The essence of this story is the conundrum of violence. Where does violence come from? Is it socialization? Disease? Culture? Male privilege? An inadequate health care system? The fact that Colin’s father was an abusive alcoholic? That Colin was suffering an inferiority complex? That certain people are not seen as valid threats by our institutions? That women’s security is hardly taken as seriously as it could and should be?
I write these words on October 27, 2016. In a couple weeks, it will be the twenty-fifth anniversary of Patricia’s killing. After his trial by judge alone, presided by Justice Louise Charron (a decade before she was appointed to the Supreme Court of Canada), Colin was convicted of first-degree murder and sentenced to twenty five years in prison. He will become eligible for parole in a couple weeks. The twenty-fifth anniversary of Patricia’s murder is this year: November 13, 2016.
I wrote to Colin to ask to meet him, but he ultimately declined my request out of a wish not to attract media attention. In prison, Colin writes in English and French, which he learned during his incarceration. He edits a magazine called The Social Eyes and writes about concerns of mental health in the incarceration system. In addition to co-authoring the Québec Manual Against Suicide, he has published a novel called Teammates, about mental health.
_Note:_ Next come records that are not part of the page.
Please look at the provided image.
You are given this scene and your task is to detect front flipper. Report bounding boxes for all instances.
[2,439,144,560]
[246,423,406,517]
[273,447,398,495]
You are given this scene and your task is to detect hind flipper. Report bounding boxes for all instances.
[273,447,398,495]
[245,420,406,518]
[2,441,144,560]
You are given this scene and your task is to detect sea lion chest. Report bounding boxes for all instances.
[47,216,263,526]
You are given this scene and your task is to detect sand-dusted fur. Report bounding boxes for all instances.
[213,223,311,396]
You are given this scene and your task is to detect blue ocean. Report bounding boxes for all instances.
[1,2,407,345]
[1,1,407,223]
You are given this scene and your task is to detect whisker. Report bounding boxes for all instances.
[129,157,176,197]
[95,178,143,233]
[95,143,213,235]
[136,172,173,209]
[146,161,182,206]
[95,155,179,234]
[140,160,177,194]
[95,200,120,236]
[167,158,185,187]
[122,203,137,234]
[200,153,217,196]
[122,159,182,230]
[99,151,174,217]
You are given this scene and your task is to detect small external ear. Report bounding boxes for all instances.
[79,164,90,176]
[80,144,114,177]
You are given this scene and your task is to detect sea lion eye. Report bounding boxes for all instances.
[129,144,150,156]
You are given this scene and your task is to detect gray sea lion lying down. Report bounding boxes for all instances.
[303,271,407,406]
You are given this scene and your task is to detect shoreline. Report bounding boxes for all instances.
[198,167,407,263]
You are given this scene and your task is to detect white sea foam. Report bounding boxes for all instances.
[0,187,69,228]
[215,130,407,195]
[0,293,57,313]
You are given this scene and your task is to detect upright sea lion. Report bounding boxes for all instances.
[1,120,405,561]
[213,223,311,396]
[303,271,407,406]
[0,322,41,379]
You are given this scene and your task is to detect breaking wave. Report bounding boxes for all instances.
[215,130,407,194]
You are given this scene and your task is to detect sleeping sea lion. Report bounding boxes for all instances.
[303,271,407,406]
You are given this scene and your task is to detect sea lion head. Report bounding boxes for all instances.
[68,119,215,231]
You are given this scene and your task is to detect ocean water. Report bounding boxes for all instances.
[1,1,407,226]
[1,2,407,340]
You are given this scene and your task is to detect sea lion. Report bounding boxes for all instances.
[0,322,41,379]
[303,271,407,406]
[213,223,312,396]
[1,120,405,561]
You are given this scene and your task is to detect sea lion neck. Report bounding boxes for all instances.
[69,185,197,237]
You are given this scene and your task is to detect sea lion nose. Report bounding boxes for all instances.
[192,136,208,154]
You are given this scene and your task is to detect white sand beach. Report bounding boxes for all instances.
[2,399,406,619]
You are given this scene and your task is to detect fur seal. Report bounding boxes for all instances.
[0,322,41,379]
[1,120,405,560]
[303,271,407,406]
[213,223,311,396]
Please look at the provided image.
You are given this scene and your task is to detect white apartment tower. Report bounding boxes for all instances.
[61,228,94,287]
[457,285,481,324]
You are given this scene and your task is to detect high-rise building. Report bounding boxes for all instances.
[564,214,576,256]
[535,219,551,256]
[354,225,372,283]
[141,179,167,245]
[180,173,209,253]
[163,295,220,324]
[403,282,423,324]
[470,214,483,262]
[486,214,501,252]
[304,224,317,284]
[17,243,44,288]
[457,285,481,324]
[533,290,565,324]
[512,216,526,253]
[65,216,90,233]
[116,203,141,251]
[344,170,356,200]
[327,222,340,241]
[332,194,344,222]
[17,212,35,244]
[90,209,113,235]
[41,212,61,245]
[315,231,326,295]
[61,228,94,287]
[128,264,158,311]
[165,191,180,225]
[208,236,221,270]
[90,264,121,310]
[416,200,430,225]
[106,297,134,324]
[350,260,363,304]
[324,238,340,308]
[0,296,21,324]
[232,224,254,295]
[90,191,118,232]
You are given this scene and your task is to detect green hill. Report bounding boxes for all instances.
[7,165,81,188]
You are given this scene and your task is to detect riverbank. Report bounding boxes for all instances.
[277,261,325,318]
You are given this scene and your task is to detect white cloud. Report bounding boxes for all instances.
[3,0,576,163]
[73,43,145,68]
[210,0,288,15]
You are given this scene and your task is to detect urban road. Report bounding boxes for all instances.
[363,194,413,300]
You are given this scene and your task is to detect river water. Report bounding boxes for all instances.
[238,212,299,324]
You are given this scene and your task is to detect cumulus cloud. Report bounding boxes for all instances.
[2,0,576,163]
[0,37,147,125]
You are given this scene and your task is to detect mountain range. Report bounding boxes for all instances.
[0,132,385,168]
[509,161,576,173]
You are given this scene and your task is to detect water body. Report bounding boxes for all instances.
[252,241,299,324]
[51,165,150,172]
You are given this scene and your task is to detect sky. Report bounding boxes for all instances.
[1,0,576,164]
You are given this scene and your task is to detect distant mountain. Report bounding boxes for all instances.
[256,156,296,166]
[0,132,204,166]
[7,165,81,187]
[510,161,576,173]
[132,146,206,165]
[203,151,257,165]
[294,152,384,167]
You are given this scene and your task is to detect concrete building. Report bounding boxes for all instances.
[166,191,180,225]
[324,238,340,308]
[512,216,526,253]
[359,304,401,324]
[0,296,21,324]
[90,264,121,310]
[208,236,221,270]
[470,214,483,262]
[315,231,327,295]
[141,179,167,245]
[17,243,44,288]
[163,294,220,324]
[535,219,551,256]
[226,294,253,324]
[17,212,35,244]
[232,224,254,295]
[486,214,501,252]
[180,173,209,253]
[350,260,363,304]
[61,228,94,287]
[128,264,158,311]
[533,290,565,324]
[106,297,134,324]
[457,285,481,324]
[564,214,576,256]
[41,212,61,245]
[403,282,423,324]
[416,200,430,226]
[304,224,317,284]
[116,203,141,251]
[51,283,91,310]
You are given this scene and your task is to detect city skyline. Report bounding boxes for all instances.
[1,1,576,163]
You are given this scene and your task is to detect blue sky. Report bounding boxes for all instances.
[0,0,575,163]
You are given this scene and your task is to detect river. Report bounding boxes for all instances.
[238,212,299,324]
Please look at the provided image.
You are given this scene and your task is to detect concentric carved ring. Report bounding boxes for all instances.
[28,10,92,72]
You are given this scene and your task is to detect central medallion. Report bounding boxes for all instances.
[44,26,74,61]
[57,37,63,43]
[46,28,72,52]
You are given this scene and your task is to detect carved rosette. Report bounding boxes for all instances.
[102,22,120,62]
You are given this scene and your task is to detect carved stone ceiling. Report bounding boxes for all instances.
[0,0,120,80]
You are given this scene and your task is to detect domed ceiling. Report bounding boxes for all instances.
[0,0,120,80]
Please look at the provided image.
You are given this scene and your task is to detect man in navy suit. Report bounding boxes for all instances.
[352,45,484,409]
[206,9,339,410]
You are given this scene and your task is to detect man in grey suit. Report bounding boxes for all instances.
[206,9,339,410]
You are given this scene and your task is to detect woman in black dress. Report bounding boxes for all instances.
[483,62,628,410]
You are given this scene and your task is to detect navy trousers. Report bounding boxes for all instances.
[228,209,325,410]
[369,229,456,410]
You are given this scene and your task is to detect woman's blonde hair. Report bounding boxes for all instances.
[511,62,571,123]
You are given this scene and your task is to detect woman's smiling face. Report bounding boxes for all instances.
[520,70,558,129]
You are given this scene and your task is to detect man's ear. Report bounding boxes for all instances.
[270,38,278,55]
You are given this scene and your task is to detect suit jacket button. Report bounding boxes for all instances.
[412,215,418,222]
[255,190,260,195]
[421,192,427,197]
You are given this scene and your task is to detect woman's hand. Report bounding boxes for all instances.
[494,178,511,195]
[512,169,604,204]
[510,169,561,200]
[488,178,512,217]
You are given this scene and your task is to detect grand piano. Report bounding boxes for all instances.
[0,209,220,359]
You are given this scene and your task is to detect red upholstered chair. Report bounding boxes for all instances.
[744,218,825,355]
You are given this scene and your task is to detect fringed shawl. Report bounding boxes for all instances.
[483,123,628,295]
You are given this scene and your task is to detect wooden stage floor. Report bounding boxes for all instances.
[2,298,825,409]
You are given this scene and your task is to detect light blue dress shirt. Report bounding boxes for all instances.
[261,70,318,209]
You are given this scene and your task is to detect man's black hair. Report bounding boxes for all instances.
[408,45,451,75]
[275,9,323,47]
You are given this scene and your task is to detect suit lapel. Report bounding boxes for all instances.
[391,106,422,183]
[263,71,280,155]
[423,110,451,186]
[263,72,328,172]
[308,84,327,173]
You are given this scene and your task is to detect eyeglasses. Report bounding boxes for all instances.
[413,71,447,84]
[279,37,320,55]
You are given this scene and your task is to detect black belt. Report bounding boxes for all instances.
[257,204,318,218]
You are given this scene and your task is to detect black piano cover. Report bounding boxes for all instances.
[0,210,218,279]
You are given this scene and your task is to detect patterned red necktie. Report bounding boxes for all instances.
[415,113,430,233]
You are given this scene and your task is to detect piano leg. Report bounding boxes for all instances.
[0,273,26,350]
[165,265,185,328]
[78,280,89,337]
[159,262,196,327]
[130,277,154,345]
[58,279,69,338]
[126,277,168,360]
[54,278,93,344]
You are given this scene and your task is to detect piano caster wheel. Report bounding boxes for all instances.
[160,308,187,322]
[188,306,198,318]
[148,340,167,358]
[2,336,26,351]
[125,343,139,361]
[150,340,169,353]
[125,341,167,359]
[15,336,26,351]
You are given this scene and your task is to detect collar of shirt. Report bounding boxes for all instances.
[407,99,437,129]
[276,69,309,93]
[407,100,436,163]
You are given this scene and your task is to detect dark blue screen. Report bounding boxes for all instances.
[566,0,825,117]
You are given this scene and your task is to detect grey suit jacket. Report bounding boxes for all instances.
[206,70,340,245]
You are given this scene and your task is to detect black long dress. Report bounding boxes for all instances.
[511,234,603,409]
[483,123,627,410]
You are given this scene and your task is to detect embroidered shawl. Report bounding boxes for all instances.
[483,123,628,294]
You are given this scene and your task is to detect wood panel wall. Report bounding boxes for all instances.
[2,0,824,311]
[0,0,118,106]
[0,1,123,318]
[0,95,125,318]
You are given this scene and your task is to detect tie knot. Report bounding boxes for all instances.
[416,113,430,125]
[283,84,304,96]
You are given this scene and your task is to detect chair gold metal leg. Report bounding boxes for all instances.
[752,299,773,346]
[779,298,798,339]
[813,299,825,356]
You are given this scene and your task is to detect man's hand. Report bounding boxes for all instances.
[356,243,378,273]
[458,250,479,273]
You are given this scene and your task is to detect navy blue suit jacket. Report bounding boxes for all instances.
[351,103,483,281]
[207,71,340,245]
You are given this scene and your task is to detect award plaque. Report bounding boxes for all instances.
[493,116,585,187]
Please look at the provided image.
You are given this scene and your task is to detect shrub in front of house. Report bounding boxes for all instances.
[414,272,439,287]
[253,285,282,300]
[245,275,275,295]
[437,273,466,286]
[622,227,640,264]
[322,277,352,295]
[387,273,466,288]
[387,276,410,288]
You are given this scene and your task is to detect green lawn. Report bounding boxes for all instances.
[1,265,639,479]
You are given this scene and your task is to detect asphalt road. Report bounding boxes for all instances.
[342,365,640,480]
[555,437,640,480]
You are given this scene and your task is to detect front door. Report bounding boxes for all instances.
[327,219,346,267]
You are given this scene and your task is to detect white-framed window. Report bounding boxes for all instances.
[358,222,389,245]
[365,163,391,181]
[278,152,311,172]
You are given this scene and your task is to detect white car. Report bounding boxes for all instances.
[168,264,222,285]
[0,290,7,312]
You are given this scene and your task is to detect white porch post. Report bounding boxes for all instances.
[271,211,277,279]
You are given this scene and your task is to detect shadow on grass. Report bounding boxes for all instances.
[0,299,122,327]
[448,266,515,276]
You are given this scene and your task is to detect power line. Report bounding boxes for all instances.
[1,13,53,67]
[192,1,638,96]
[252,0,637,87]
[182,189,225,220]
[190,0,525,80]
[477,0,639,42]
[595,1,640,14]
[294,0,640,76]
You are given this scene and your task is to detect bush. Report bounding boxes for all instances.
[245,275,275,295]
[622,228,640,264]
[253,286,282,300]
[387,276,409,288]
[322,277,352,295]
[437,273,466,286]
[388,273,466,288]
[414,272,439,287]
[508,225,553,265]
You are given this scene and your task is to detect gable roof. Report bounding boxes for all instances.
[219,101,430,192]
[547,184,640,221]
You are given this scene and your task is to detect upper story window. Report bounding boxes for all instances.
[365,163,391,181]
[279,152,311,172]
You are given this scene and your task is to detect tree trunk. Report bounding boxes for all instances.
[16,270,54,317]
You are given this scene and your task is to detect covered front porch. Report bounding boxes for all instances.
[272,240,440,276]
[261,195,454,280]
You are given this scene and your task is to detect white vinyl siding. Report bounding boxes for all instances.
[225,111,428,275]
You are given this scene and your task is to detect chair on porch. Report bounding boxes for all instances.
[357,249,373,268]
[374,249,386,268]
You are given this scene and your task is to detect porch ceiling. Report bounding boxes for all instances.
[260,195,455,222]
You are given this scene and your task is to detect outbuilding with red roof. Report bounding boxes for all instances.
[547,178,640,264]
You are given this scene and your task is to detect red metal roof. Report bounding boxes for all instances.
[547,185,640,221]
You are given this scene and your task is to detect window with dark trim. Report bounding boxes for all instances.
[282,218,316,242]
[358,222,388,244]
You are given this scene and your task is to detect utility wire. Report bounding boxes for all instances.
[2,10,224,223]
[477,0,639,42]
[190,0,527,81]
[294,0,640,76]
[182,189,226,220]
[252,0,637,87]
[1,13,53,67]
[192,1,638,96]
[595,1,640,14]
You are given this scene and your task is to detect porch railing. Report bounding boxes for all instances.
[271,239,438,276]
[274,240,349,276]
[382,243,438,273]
When I asked Pat’s friends from her university days for answers, I learned that clear answers do not always exist. Finding the sense to a senseless murder is a painful task. At times, I expected to see these peoples’ weakness, since I was asking such personal and past questions. But the truth is that these people exuded strength. What I realized in writing this story is that the individual pain of those people who lost Pat is burdened with another pain - the knowledge that she is lost is not only to them, but also to those of us who didn’t know her.
[1] R v McGregor, [1992] 43 OR (3d) 455, 22 CR (5th) 233.